Miss Lucas said she was most concerned about policing policy. She said the way the police dealt with the protest with which she was involved was “entirely arbitrary”.
“There was a group of maybe 15 or 20 of us who were doing exactly the same thing at the same time”, she said. “Some were arrested and then one was subsequently de-arrested. Others were just moved away from the area and then just allowed to carry on. Others were arrested using extremely high profile and painful tactics including the pressure-pointing.”
Of the people brought to court:
- The majority had never been in trouble with the law before
- Half were from Sussex or neighbouring counties
- A third were aged over 40
- Yet Some people spent as many as 12 hours in police custody
- Early bail conditions excluded people from a 25 sq km area
Only 19 people were arrested during the Reclaim the Power camp period in August when police imposed conditions on protesters under Section 14 of the Public Order Act. No one has so far been convicted on a Section 14 charge. And yesterday, the judge at Miss Lucas’s trial ruled that the way the police imposed the conditions was invalid.
Caroline Lucas MP said: “I am not sure if there is a policy of the Crown Prosecution Service to keep taking cases to court, even though so many are resulting in acquittals. It seems a pretty perverse one because it does not reflect well on them either.
“But whatever the strategy is, I think it needs to be rethought because I think that there is no evidence that this is in the public interest and it is costing a huge amount of money and resources at a time when both are in short supply.
“It does raise in my mind the concern that this is just another tactic that is being used to try to persuade people against protesting.
“If others in the group see someone being arrested very early on or arrested in quite a high profile fashion then clearly that acts as a deterrent and then if charges are dropped it suggests that actually the police are using that as a way of simply trying to stop people from carrying out what is a human right to peacefully protest.
“And so that does raise to me big questions and seems to suggest that this another part of an overall strategy that we have seen from police over several years now, from student protests onwards, of trying simply to deter people from that right to protest.”
Supt Lawrence Hobbs of Sussex Police, said: “We worked with all sides to enable them all to meet their peaceful and lawful objectives, whether they were day-to-day commercial activities or protest.
“The operation was a difficult balancing act throughout and we have been variously reported as ‘caving in’ to protesters and accused of ‘overkill’ in the number of officers deployed.”
A spokesperson for the CPS said: “Only one charge was authorised by the CPS, the remainder were authorised by the police. Where the police charge an individual, the CPS will review the suitability of the charge and ensure that there is a realistic prospect of conviction and that it is in the public interest to proceed. The duty to review continues through the life of a case and the CPS will take account of developments as these cases progress through the courts.

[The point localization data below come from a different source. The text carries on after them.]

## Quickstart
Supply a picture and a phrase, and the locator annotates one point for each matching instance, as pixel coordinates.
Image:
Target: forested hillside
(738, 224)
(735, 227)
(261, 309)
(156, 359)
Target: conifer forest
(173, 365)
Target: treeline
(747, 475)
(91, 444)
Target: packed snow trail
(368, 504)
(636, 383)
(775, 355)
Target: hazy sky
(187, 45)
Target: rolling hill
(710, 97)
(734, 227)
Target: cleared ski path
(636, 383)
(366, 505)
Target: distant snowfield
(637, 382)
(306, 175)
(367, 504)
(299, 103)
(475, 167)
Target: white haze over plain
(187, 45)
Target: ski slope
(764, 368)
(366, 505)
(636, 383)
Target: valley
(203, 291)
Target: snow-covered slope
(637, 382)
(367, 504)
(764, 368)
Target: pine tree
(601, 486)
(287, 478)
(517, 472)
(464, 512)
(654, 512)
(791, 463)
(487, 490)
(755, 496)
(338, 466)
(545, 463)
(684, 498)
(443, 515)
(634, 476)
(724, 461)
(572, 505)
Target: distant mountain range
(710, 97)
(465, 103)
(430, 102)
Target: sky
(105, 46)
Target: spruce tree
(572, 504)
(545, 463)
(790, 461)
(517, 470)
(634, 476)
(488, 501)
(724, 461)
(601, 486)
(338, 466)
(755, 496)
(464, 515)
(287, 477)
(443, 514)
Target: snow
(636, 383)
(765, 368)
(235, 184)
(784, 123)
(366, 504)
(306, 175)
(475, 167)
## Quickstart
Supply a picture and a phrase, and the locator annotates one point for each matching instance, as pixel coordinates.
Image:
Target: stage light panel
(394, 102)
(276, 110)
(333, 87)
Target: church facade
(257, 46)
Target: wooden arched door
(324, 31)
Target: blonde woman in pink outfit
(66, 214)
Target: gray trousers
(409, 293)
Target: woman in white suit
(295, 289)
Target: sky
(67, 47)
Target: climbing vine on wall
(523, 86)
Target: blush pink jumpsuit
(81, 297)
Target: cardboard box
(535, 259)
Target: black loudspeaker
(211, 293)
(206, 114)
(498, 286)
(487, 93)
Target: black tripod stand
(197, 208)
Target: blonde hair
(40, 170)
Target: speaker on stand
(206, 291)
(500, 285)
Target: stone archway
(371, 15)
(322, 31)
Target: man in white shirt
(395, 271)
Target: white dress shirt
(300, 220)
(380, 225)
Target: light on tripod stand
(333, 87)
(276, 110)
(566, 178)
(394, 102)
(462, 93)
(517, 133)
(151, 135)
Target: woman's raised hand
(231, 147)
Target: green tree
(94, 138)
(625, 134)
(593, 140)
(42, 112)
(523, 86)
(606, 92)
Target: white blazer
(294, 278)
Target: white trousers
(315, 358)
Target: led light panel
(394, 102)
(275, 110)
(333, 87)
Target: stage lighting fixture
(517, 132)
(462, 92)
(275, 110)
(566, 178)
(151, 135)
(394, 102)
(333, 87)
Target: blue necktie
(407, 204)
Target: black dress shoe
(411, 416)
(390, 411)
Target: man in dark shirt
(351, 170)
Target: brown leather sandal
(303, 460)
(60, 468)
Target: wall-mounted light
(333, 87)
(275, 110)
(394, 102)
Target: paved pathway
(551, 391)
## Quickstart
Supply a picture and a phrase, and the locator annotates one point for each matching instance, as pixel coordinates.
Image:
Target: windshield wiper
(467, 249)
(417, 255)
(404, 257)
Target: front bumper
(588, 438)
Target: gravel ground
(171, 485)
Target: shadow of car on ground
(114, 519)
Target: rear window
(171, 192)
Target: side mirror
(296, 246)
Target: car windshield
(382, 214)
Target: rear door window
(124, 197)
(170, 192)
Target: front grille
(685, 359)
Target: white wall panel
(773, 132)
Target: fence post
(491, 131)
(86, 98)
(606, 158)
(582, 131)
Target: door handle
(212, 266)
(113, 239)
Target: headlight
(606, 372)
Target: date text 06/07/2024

This applies to every case we prosecute without exception.”
Freelance journalist and translator Kathryn McWhirter, 59, lives within 500m of the drill site at Balcombe. The wine and travel specialist was sitting next to Caroline Lucas minutes before the MP was arrested.
“My attitude to the police changed over the summer,” she said. “It was a shock to me as a fairly establishment person. There was a lot of aggression from the police. I didn’t like being pushed around. They were acting like a private army for Cuadrilla. It is not just about Balcombe, it’s about the two thirds of this country that will be licensed for drilling. It is going to be a huge industrialisation of our countryside.”